Il giudice monocratico Giorgio Cannas, rigettando le eccezioni sollevate dagli avvocati della difesa che hanno definito la perizia «una vera e propria relazione di polizia giudiziaria» e «il numero dei consulenti eccessivo», ha fatto partire l’esame dei tre ingegneri e di un geologo: Marco Bruni, Bruno Grego, Sante Mazzacane e Alberto Bizzarri che hanno risposto alle domande dei pm Emanuela Porcu e Ilaria Bradamante e presentato il lavoro svolto in un anno di sopralluoghi, visite alle cave di inerti, analisi dati e misurazioni, poi incrociati ed elaborati in base alle specificità di ognuno.

«Durante la piena – ha spiegato il collegio dei quattro tecnici – l’argine non è stato scavalcato. Il problema è che all’origine nel progetto erano stati realizzati dei buchi, delle finestre che sarebbero dovute essere chiuse al momento della piena, ma invece erano aperte e avevano dato vita all’esondazione. Non solo – hanno aggiunto i periti – i lavori non erano stati conclusi, perciò non c’era stato il sollevamento dell’argine e neppure le rampe erano state adeguate a dovere. Nella diga Maccheronis le criticità erano legate all’abbandono dei lavori da parte della ditta. Altra causa – hanno proseguito – era da attribuite al tipo di materiale utilizzato per la realizzazione degli argini. Si trattava di materiale grossolano non compattato a sufficienza che alla prima piena rischiava di inzupparsi d’acqua. Abbiamo fatto prove nel sito, nel punto che non è collassato».
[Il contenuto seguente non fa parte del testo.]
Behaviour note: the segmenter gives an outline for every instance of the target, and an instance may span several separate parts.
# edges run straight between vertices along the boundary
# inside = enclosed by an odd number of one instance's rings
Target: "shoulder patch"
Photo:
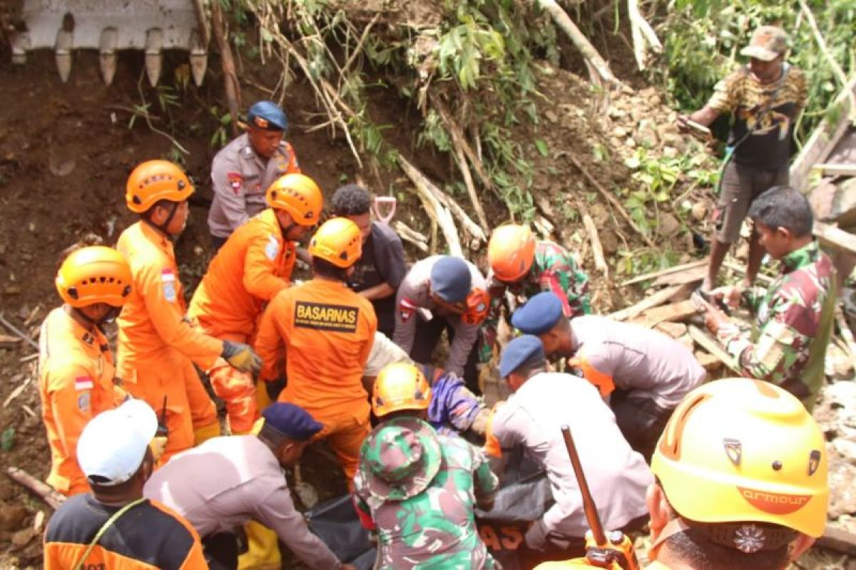
[[[74,390],[92,390],[95,383],[88,376],[78,376],[74,379]]]
[[[178,295],[175,292],[175,273],[172,269],[161,271],[161,285],[163,288],[163,298],[169,303],[175,303]]]
[[[244,182],[244,177],[240,172],[228,172],[226,178],[229,179],[229,185],[232,187],[232,191],[237,194],[241,191],[241,185]]]
[[[268,238],[268,243],[265,246],[265,256],[267,257],[271,261],[276,259],[276,256],[279,254],[279,240],[276,239],[276,236],[271,234]]]

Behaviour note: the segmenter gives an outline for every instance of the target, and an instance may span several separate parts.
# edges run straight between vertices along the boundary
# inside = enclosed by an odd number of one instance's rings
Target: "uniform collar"
[[[782,258],[782,273],[789,273],[820,259],[820,246],[812,239],[807,245],[794,250]]]
[[[152,227],[145,220],[140,220],[140,227],[143,236],[145,236],[150,242],[171,255],[172,242],[166,236]]]

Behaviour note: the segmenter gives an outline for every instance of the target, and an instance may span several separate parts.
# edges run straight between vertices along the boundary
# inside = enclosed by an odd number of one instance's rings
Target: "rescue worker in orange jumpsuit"
[[[118,387],[102,325],[131,294],[128,261],[103,246],[71,253],[56,274],[62,306],[51,311],[39,338],[39,392],[51,447],[47,482],[67,497],[89,492],[77,463],[77,440],[93,416],[127,397]]]
[[[348,485],[371,430],[362,376],[377,329],[372,303],[347,285],[361,250],[353,221],[324,222],[309,243],[312,279],[276,294],[256,339],[265,361],[260,378],[282,374],[284,352],[287,384],[279,401],[300,406],[324,424],[316,438],[330,438]]]
[[[119,316],[118,375],[134,397],[146,400],[169,429],[162,461],[220,435],[217,409],[193,368],[228,361],[241,372],[259,367],[247,344],[195,330],[185,304],[171,238],[184,229],[193,186],[176,165],[148,161],[128,179],[125,200],[140,220],[119,236],[134,291]]]
[[[187,316],[222,340],[252,344],[265,305],[290,285],[297,240],[318,223],[324,195],[303,174],[285,174],[267,189],[268,209],[229,237],[208,266]],[[225,361],[209,372],[226,402],[234,434],[248,433],[259,417],[253,377]],[[264,389],[264,385],[260,386]]]

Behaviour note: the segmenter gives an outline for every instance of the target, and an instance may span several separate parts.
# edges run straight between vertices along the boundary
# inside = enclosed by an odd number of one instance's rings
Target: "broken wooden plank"
[[[609,316],[610,319],[614,319],[615,320],[627,320],[627,319],[633,319],[633,317],[641,314],[644,311],[646,311],[649,309],[653,309],[654,307],[659,307],[665,303],[683,301],[688,297],[692,292],[693,287],[689,285],[676,285],[671,287],[666,287],[665,289],[661,289],[653,295],[649,295],[635,305],[631,305],[630,307],[622,309],[620,311],[615,311]]]
[[[18,467],[7,467],[6,475],[15,483],[23,485],[38,495],[42,501],[46,502],[55,510],[59,508],[59,506],[65,502],[66,497],[56,492],[53,487],[44,481],[39,480],[23,469],[19,469]]]
[[[856,164],[815,164],[811,169],[829,176],[856,176]]]
[[[659,331],[663,334],[668,334],[672,338],[680,338],[687,334],[687,325],[664,320],[662,323],[657,323],[654,330]]]
[[[813,233],[823,247],[856,254],[856,236],[852,233],[821,221],[814,222]]]
[[[709,373],[716,372],[722,367],[722,361],[706,350],[696,350],[693,355],[701,367]]]
[[[707,276],[707,266],[703,265],[698,267],[690,267],[679,271],[676,273],[661,275],[654,279],[651,286],[684,285],[685,283],[698,283]],[[692,291],[690,291],[692,292]]]
[[[698,261],[690,261],[689,263],[684,263],[682,265],[675,265],[674,267],[669,267],[668,269],[662,269],[660,271],[655,271],[651,273],[645,273],[644,275],[639,275],[633,278],[632,279],[627,279],[621,283],[622,287],[626,287],[628,285],[633,285],[634,283],[641,283],[642,281],[647,281],[648,279],[655,279],[661,275],[669,275],[669,273],[675,273],[679,271],[683,271],[684,269],[690,269],[692,267],[698,267],[700,266],[706,266],[710,260],[706,257],[704,259],[700,259]]]
[[[653,328],[663,320],[683,320],[698,312],[692,299],[649,309],[630,322]]]
[[[695,325],[690,325],[687,327],[687,330],[697,344],[722,361],[722,364],[740,373],[740,368],[734,357],[725,351],[725,348],[719,344],[719,341],[713,338],[713,335],[701,330]]]
[[[856,534],[835,526],[827,526],[814,545],[856,556]]]

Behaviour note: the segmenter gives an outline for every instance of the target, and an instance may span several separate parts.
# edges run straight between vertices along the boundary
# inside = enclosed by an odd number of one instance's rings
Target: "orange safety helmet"
[[[535,258],[535,236],[526,226],[507,224],[493,231],[487,259],[494,276],[513,283],[529,271]]]
[[[467,309],[461,315],[467,325],[480,325],[490,311],[490,296],[484,289],[473,289],[467,296]]]
[[[72,252],[56,273],[56,291],[72,307],[105,303],[122,307],[131,294],[131,267],[124,256],[103,245]]]
[[[414,364],[395,362],[381,369],[372,391],[372,411],[381,417],[402,409],[427,409],[431,385]]]
[[[146,161],[128,177],[125,203],[128,209],[142,214],[158,200],[181,203],[193,193],[193,185],[178,165],[169,161]]]
[[[685,519],[823,533],[823,433],[800,400],[773,384],[732,378],[691,391],[666,425],[651,470]]]
[[[360,227],[348,218],[330,218],[309,242],[309,255],[337,267],[349,267],[363,255]]]
[[[265,195],[268,206],[285,210],[299,226],[314,226],[324,208],[324,194],[306,174],[292,173],[274,180]]]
Poi è stato tracciato l’iter dei lavori della diga Maccheronis e secondo il cronoprogramma originario dovevano essere conclusi da tempo. Invece il contratto stipulato il 9 giugno 2011, che prevedeva la conclusione dei lavori nel settembre 2012 aveva visto susseguirsi varie richieste di proroga, tant’è che alla data della piena mancavano da fare il 42 per cento dei lavori. Per i periti dell’accusa, dunque, di fronte a un evento eccezionale qual’era stato l’alluvione Cleopatra, a contribuire a causare morte e danni la sera del 18 novembre 2013 erano stati anche i lavori degli argini realizzati male e quelle “finestre” che, essendo aperte e non chiuse come sarebbero dovute essere, hanno fatto da breccia per l’esondazione.